Renata followed this up with an email. In response to my
these kids have been trained NOT to think, and NOT to rely on their own resources, to NOT trust themselves, to NOT believe in the value of their own experience or point of view – their “voice”, in short.
Now I won’t agree there. Just they have been trained to not put it out in the classroom, which is a group of forty people, where too much personal brou ha ha can slow the agenda, which particularly at high school is entrance examinations…so like they separate the TPO to express their thoughts. That is to say, they just don’t let it all show in the classroom, in my experience. (Elementary school is quite creative and interesting, training independent opinions and the like).
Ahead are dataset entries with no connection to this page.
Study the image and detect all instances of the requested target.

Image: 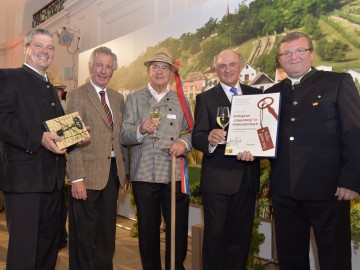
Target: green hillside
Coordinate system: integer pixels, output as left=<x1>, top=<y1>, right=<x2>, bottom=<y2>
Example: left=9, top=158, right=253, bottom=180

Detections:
left=109, top=0, right=360, bottom=91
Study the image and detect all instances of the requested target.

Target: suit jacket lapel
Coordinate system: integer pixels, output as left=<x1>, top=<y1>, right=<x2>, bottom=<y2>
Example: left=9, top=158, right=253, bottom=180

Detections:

I’ve been working with a mix of Japanese and foreigners in the peace education certificate, and I see the foreigners can hijack the agenda with their verbosity (me too, arggghhh), whereas the Japanese are more able to sit and listen for longer stretches and figure out independently and ask questions after class if it’s not cleared up…if the Japanese system kills belief in own voice, as you say, how come there are so many wonderful and varied voices in a group of adult Japanese people when you get together to chat…
I agree. Japanese group dynamics mean that you really don’t want to stick your neck out in a large group, because as they say the nail that sticks out gets hammered. But that doesn’t explain the “stupid” behaviour in class which I described here and here. I’m not trying to make sweeping generalizations about the Japanese population, I’m trying to understand what is going in my classroom, which is where I work. It’s all very well to say Japanese are quite vocal, creative and forthcoming in informal settings with people they feel comfortable with (that’s probably true of just about anybody, too); the logical extension of that is to abandon the classroom and classes and work with people in informal groups, which is certainly not a bad idea, and one that has been developed by at least 2 EFL materials developers.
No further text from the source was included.